Foto: Koos Groenewold AlgemeenNieuws

Korten op fosfaatrechten op drie manieren

Tegelijk met de invoering van fosfaatrechten voor melkveebedrijven in 2018 wordt een zogenoemde generieke korting toegepast. Voor welke bedrijven geldt deze korting en op welke wijze worden melkveehouders zonder onbenutte fosfaatruimte in 2015 gekort?

Bedrijven met melkvee krijgen fosfaatrechten toegekend op basis van het aantal stuks melkvee op 2 juli 2015. Bij de toekenning in 2018 wordt een zogenoemde generieke korting toegepast. Op die manier moet het aantal fosfaatrechten binnen het sectorplafond voor melkvee blijven (84,9 miljoen kilo fosfaat).

Grondgebonden bedrijven ontzien

Aanvankelijk gold de generieke korting voor alle bedrijven, maar door brede steun voor een wijzigingsvoorstel van ChristenUnie en D66 worden grondgebonden bedrijven volledig ontzien bij de generieke korting. Bovendien worden bedrijven met een klein fosfaatoverschot niet verder gekort dan tot ze grondgebonden zijn.

Hogere korting intensieve bedrijven

Bedrijven met een klein fosfaatoverschot worden dus beperkt gekort. Voor intensieve bedrijven heeft dit tot gevolg dat de generieke korting zo’n 2% hoger zal uitpakken. Hoeveel de korting dan wordt, is nog niet te zeggen en is mede afhankelijk van het succes van het fosfaatplan van de sector.

Niet-grondgebonden biologische bedrijven worden net als gangbare niet-grondgebonden bedrijven gekort.

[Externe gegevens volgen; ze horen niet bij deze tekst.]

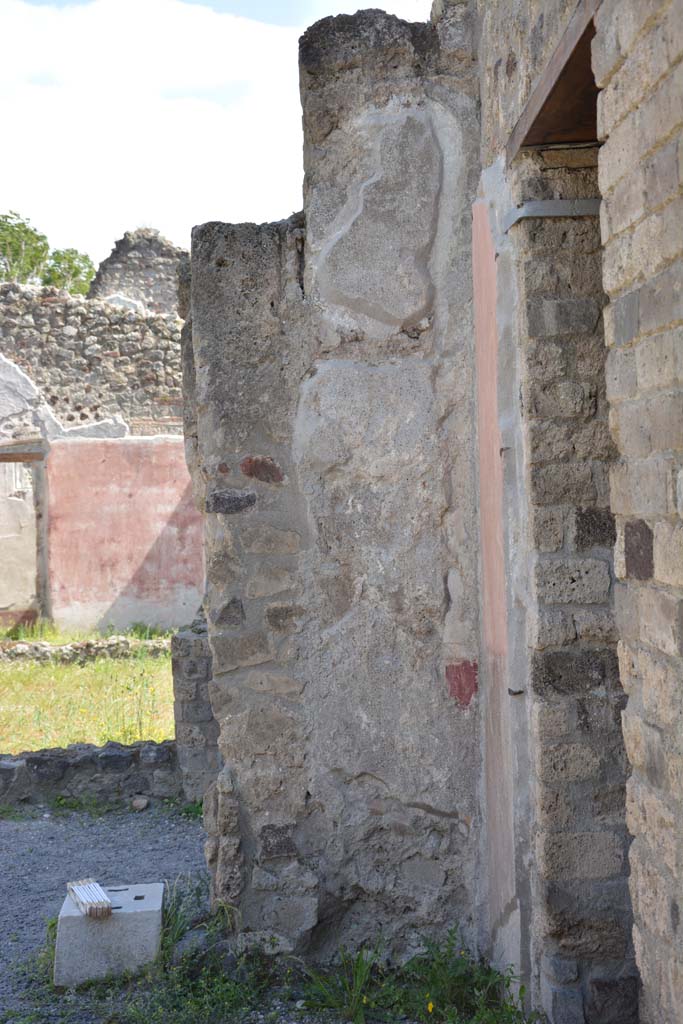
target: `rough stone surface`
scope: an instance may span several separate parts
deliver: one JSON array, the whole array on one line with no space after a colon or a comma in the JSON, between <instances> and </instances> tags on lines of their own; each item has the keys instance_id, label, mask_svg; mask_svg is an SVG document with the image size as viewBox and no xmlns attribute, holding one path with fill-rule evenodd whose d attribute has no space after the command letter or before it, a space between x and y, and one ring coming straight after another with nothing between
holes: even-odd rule
<instances>
[{"instance_id":1,"label":"rough stone surface","mask_svg":"<svg viewBox=\"0 0 683 1024\"><path fill-rule=\"evenodd\" d=\"M185 253L155 231L127 231L97 268L90 299L150 313L175 313L178 264Z\"/></svg>"},{"instance_id":2,"label":"rough stone surface","mask_svg":"<svg viewBox=\"0 0 683 1024\"><path fill-rule=\"evenodd\" d=\"M0 284L0 353L28 374L65 428L119 416L135 434L179 433L174 306L130 310L55 288Z\"/></svg>"},{"instance_id":3,"label":"rough stone surface","mask_svg":"<svg viewBox=\"0 0 683 1024\"><path fill-rule=\"evenodd\" d=\"M81 664L95 658L130 658L136 654L160 657L171 649L170 640L136 640L128 636L107 636L51 644L45 640L0 640L0 661L58 661Z\"/></svg>"},{"instance_id":4,"label":"rough stone surface","mask_svg":"<svg viewBox=\"0 0 683 1024\"><path fill-rule=\"evenodd\" d=\"M195 230L207 859L281 948L457 920L552 1024L635 1024L634 958L644 1024L678 1024L683 7L603 0L602 148L508 167L575 9L325 19L304 215Z\"/></svg>"},{"instance_id":5,"label":"rough stone surface","mask_svg":"<svg viewBox=\"0 0 683 1024\"><path fill-rule=\"evenodd\" d=\"M533 7L514 5L513 31L517 14ZM537 53L547 45L541 13ZM484 15L494 37L484 37L482 47L502 40L495 35L503 31L502 14L503 5L493 5ZM549 29L554 18L549 11ZM531 45L533 51L533 39ZM531 66L533 58L534 52ZM520 66L528 71L528 46ZM524 86L516 61L507 67L504 95ZM485 86L491 88L490 79ZM485 144L500 130L498 114L495 123L487 120L491 102L484 100ZM496 225L514 204L595 195L595 164L595 152L584 151L577 162L569 152L541 150L521 154L507 172L498 162L482 177L499 289L494 456L504 457L503 539L482 554L494 567L489 574L502 575L499 600L507 616L501 621L503 613L496 613L490 627L496 635L482 654L482 685L497 690L485 732L490 904L484 934L496 959L513 962L527 978L534 1005L553 1022L582 1024L599 1019L589 1011L594 976L618 990L632 986L634 975L619 719L624 697L611 610L615 528L608 471L615 451L607 422L599 226L596 218L529 218L502 235ZM483 298L496 301L496 295ZM485 308L478 316L484 314ZM487 363L479 366L480 373L491 372ZM480 445L482 436L480 420ZM501 775L511 782L499 782ZM502 785L509 787L503 803ZM552 970L544 966L550 962Z\"/></svg>"},{"instance_id":6,"label":"rough stone surface","mask_svg":"<svg viewBox=\"0 0 683 1024\"><path fill-rule=\"evenodd\" d=\"M246 932L313 956L475 931L477 125L458 32L378 11L309 29L305 230L193 234L186 430L225 763L207 857Z\"/></svg>"},{"instance_id":7,"label":"rough stone surface","mask_svg":"<svg viewBox=\"0 0 683 1024\"><path fill-rule=\"evenodd\" d=\"M178 764L187 800L201 800L220 767L218 724L210 703L211 648L206 622L199 616L172 641L173 693L175 697ZM191 724L186 735L180 723ZM178 738L180 737L180 738Z\"/></svg>"},{"instance_id":8,"label":"rough stone surface","mask_svg":"<svg viewBox=\"0 0 683 1024\"><path fill-rule=\"evenodd\" d=\"M36 804L56 797L104 804L134 796L175 799L183 792L176 743L145 741L103 747L70 747L0 755L0 803ZM195 797L196 799L196 797Z\"/></svg>"},{"instance_id":9,"label":"rough stone surface","mask_svg":"<svg viewBox=\"0 0 683 1024\"><path fill-rule=\"evenodd\" d=\"M610 393L619 450L616 513L620 662L627 681L628 822L641 1019L683 1021L683 717L680 680L683 455L680 364L683 215L681 0L601 5L593 66L602 87L599 173L609 359L628 384ZM675 680L675 682L674 682ZM597 988L596 1005L611 993ZM607 1012L607 1011L605 1011ZM609 1012L614 1012L610 1008Z\"/></svg>"}]
</instances>

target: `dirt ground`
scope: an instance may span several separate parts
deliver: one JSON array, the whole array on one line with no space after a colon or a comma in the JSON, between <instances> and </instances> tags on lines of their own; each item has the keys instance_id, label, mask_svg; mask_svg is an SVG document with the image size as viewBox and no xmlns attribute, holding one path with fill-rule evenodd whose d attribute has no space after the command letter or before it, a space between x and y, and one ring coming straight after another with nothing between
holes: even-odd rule
<instances>
[{"instance_id":1,"label":"dirt ground","mask_svg":"<svg viewBox=\"0 0 683 1024\"><path fill-rule=\"evenodd\" d=\"M39 816L0 820L0 1021L7 1024L63 1019L58 1006L36 1007L30 965L45 943L46 922L59 913L67 881L94 877L117 885L206 878L201 821L173 809L99 817L34 813ZM86 1006L82 1020L94 1024Z\"/></svg>"}]
</instances>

De hoogte van de generieke korting in 2018 wordt medio 2017 vastgesteld. In deze berekening is uitgegaan van 8%, voor LTO de bovengrens van wat acceptabel is.

Hoe wordt gekort?

In de fosfaatwet staat dat bedrijven die in 2015 geen fosfaatoverschot hadden door melkvee volledig vrijgesteld zijn van de generieke korting. In die categorie vallen ook de meeste biologische bedrijven. In de tabel is een voorbeeld van die situatie weergegeven in de kolom ‘extensief’. De melkveestapel op 2 juli 2015 levert 5.000 kilo fosfaatrechten op. Er is verondersteld dat de gemiddelde melkveestapel in 2015 eveneens 5.000 kilo fosfaat produceerde. De plaatsingsruimte op de grond bedroeg 5.200 kilo. Dat geeft een fosfaatruimte voor melkvee van 200 kilo. Bedrijf ‘klein overschot’ heeft een overschot van 200 kilo, bedrijf ‘intensief’ had in 2015 een fosfaatoverschot door melkvee van 1.000 kilo.

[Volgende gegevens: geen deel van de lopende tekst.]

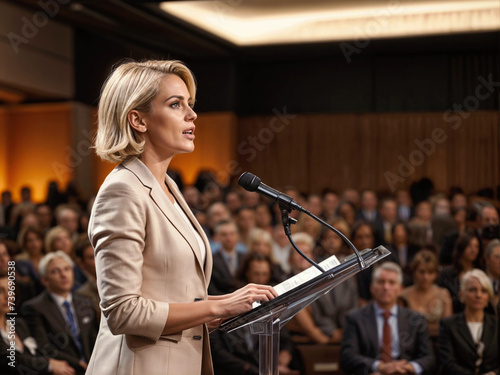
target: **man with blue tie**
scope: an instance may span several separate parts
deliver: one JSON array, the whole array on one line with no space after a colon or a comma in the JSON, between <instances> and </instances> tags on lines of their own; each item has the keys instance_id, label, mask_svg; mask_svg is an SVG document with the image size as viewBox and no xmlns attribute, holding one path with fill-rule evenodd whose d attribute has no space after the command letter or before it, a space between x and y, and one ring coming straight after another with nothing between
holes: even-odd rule
<instances>
[{"instance_id":1,"label":"man with blue tie","mask_svg":"<svg viewBox=\"0 0 500 375\"><path fill-rule=\"evenodd\" d=\"M66 253L45 255L39 272L46 290L23 305L22 316L43 353L83 374L97 337L92 302L71 293L73 262Z\"/></svg>"},{"instance_id":2,"label":"man with blue tie","mask_svg":"<svg viewBox=\"0 0 500 375\"><path fill-rule=\"evenodd\" d=\"M346 316L340 363L345 374L432 374L425 317L398 306L403 274L393 262L373 271L369 305Z\"/></svg>"}]
</instances>

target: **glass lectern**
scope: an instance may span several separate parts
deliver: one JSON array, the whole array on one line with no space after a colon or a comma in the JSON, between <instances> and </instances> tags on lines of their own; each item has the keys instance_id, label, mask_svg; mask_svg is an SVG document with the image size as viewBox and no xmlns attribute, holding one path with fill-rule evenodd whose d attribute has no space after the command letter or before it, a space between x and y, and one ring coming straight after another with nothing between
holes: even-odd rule
<instances>
[{"instance_id":1,"label":"glass lectern","mask_svg":"<svg viewBox=\"0 0 500 375\"><path fill-rule=\"evenodd\" d=\"M356 254L347 257L342 263L319 274L291 290L279 295L272 301L263 303L252 310L236 316L223 324L218 330L229 333L250 326L254 335L259 335L259 373L278 375L280 329L300 310L328 293L344 280L354 276L390 254L383 246L359 252L365 267Z\"/></svg>"}]
</instances>

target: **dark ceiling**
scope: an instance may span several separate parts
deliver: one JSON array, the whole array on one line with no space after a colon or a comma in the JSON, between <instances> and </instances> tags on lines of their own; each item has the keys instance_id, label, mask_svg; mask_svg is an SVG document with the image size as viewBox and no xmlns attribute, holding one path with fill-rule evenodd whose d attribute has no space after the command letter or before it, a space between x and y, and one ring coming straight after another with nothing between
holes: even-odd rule
<instances>
[{"instance_id":1,"label":"dark ceiling","mask_svg":"<svg viewBox=\"0 0 500 375\"><path fill-rule=\"evenodd\" d=\"M181 0L180 0L181 1ZM40 9L39 0L17 0L33 10ZM62 1L55 17L76 29L119 40L157 53L181 56L188 60L262 60L288 59L301 56L340 54L339 43L237 47L196 26L163 12L160 1L138 0L67 0ZM367 53L398 49L400 52L433 49L497 48L498 33L433 36L421 38L381 39L371 43Z\"/></svg>"},{"instance_id":2,"label":"dark ceiling","mask_svg":"<svg viewBox=\"0 0 500 375\"><path fill-rule=\"evenodd\" d=\"M74 100L91 105L113 64L127 57L186 61L198 79L199 110L240 114L283 103L297 112L441 110L467 96L479 75L499 76L499 32L374 39L346 64L333 42L234 46L170 17L159 1L57 1L66 5L54 19L74 30ZM39 0L17 3L40 9Z\"/></svg>"},{"instance_id":3,"label":"dark ceiling","mask_svg":"<svg viewBox=\"0 0 500 375\"><path fill-rule=\"evenodd\" d=\"M39 9L38 0L18 0ZM62 2L62 1L61 1ZM59 22L158 52L186 58L227 58L236 49L211 34L158 8L158 1L70 0L56 15Z\"/></svg>"}]
</instances>

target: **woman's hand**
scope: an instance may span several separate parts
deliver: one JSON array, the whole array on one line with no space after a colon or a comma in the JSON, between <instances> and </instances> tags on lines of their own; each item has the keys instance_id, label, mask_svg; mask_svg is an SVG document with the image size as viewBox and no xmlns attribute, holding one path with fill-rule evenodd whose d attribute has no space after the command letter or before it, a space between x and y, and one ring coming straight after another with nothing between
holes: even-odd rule
<instances>
[{"instance_id":1,"label":"woman's hand","mask_svg":"<svg viewBox=\"0 0 500 375\"><path fill-rule=\"evenodd\" d=\"M243 288L217 300L220 304L220 317L230 318L252 309L256 301L267 302L277 297L278 294L269 285L247 284Z\"/></svg>"},{"instance_id":2,"label":"woman's hand","mask_svg":"<svg viewBox=\"0 0 500 375\"><path fill-rule=\"evenodd\" d=\"M209 329L209 331L212 331L216 328L218 328L223 322L223 319L214 319L214 320L211 320L207 323L207 328Z\"/></svg>"}]
</instances>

Bij een generieke korting van 8% zouden alle bedrijven 400 fosfaatrechten moeten inleveren. Nu ontstaan drie situaties:

  1. Bedrijf ‘extensief’ wordt volledig gecompenseerd voor de korting. De korting is 0%.
  2. Bedrijf ‘klein overschot’ wordt alleen gekort voor het deel van de korting dat gelijk is aan het fosfaatoverschot. Op dit bedrijf wordt 200 kilo fosfaat gecompenseerd.
  3. Bedrijf ‘intensief’ moet de volledige korting van 400 fosfaatrechten ondergaan.

De hoogte van de generieke korting is voorlopig nog onduidelijk. Dat hangt onder meer af van de aantallen koeien op 2 juli 2015 waarvoor fosfaatrechten uitgegeven gaan worden. En in hoeverre ruimte gereserveerd wordt voor knelgevallen. In de nieuwe systematiek is het niet meer zo dat een bedrijf met een klein fosfaatoverschot veel harder wordt gekort dan een bedrijf dat net geen overschot heeft.